Week 1 of the NFL season is in the books, so naturally plenty of guys and gals in the fantasy football community are either puffed up with pride over successful roster decisions or vociferously ruing their decisions.
I’d tell you which camp I’m sitting in, but I’m way too busy groaning about my decision to start the Carolina Panthers’ Cam Newton (33.6 points) at quarterback over the Baltimore Ravens’ Lamar Jackson (5.4 points). No way; I’m not feeling foolish for discounting the ineptitude of the Miami Dolphins defense opening the door for the talented Jackson to shine, or not factoring in that Newton was playing his first meaningful football since shoulder surgery. That’s not me at all.
Hey, we all get burned eventually. And much like the pros, we have to shake it off and be, to paraphrase New England Patriots head coach Bill Belichick, “on to Week 2.”
Regardless, some hard decisions could be coming when it comes to the most-started players who underperformed. Was Week 1 a blip? Was this an omen of future doom? Let’s take a look at a few of the players rostered in the vast majority of ESPN leagues who scored lowest in the first week — not counting injured players — and figure out how to proceed.
OK, so you know already how this one affected me. I was the last team to take a QB on draft day, and as Carolina fan I was happy to land Newton. I also knew to be cautious in light of his offseason surgery and preseason foot injury, so I snagged Jackson as insurance. Thank the football gods for that foresight.
I’ll be rolling with Jackson this week, but I’m not concerned about Newton’s 2019 outlook on the whole.

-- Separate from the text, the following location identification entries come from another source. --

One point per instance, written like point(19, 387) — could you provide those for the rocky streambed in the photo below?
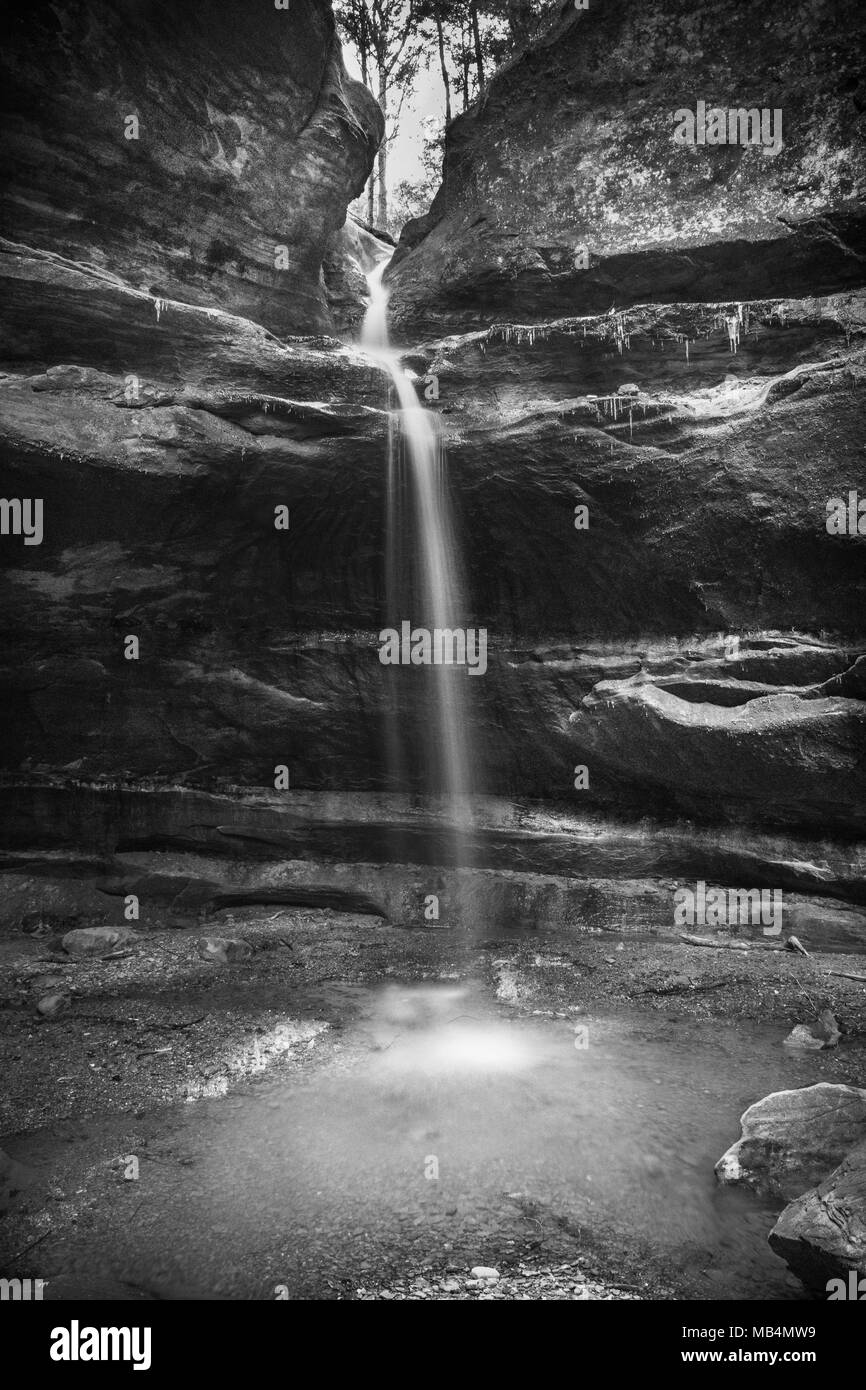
point(235, 947)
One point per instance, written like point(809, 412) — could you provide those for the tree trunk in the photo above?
point(520, 21)
point(473, 11)
point(382, 220)
point(445, 78)
point(370, 198)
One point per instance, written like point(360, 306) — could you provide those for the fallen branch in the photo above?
point(730, 945)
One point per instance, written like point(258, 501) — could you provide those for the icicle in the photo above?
point(733, 330)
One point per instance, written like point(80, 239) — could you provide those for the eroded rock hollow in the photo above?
point(648, 360)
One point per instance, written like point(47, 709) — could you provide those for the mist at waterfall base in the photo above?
point(423, 585)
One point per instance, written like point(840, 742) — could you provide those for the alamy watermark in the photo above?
point(434, 647)
point(705, 906)
point(21, 516)
point(730, 127)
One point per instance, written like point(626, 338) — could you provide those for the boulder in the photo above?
point(88, 941)
point(793, 1140)
point(823, 1233)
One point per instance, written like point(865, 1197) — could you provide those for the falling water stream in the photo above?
point(423, 571)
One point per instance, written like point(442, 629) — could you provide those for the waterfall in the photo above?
point(423, 577)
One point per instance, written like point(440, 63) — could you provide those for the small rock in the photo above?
point(224, 950)
point(86, 941)
point(802, 1036)
point(795, 944)
point(827, 1029)
point(53, 1004)
point(46, 983)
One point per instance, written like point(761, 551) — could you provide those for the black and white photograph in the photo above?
point(433, 609)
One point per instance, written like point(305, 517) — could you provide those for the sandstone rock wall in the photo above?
point(180, 145)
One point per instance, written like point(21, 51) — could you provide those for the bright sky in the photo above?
point(427, 99)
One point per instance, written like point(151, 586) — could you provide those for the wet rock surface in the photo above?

Week 1 often is erratic as players who sat in the preseason finally play in an actual game situation. He’ll be a factor in the running game, and his options in the passing game are plentiful. The touchdowns and rushing yards will come, and he’ll be anywhere from an elite QB to a passable starter the rest of the way.

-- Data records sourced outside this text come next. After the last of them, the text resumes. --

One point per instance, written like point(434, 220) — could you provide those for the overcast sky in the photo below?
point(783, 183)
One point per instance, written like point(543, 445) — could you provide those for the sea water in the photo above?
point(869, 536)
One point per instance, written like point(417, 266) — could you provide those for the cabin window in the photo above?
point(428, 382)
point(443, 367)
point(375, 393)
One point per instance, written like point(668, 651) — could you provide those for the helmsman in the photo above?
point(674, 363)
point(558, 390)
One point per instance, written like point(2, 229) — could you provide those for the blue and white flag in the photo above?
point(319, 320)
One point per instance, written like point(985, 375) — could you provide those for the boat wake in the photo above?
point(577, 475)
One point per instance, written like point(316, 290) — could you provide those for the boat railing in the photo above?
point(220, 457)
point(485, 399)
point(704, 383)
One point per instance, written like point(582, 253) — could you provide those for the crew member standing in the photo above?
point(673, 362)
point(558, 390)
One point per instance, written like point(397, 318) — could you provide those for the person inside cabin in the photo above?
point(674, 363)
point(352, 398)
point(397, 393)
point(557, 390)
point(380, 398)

Of the 12 healthy RBs on least 99% of rosters, the Atlanta Falcons rusher was by far the most disappointing this past weekend. He carried eight times for 19 yards and caught three passes for 12 yards. Understudy Ito Smith carried six times for 31 yards and caught a nine-yard pass in a loss to the Minnesota Vikings.
This is no time to hit the panic button and sell low or drop Freeman, but one must be prepared for the worst. Smith could continue to see a usage split in what should be a high-powered Atlanta offense, so be smart and handcuff the two together. Smith was available in more than 90% of leagues on Tuesday afternoon.
Almost universally rostered, the Tampa Bay Buccaneers’ top offensive weapon was a dud on Sunday. Although not injured, Evans clearly was hampered by an illness that netted him a “questionable” designation entering the loss to the San Francisco 49ers. Still, those who rolled the dice and garnered only two catches for 28 yards on five targets have to be feeling cross.
A quick turnaround this Thursday against the Panthers means closely monitoring his status for Week 2. If he’s still on the injury report with the illness, consider benching him for a more stable option. Once he’s past this, you’re in the clear to consider him a true WR1 again. This will pass.
Only nine tight ends sit on 90% of rosters. Outside of those on 99% of teams, it gets pretty hairy. Three of them scored between five and six points in PPR formats: Jared Cook (New Orleans Saints), O.J. Howard (Buccaneers) and Vance McDonald (Pittsburgh Steelers).
Howard’s four catches on five targets for 32 yards, plus a fumble, aren’t a major issue. He was involved in the offense, but turnovers and Evans’ struggles didn’t help. He’s still better than most options. McDonald (two catches, 40 yards) should improve as the Pittsburgh offense moves past what should be an unusually poor week against New England.
However, Cook and his two catches on three targets for 37 yards in his New Orleans debut are worrisome. Last year’s 896 yards, 101 targets and six touchdowns were career bests with the Oakland Raiders. From 2011 to 2017 with four different teams, he averaged 590 yards and 78 targets with 18 total TDs over those seven years. Don’t bank on anything more than a fringe TE1 from this journeyman. If you can still drop him in favor of potentially available T.J. Hockenson (Detroit Lions) or Mark Andrews (Ravens), do not hesitate to do so.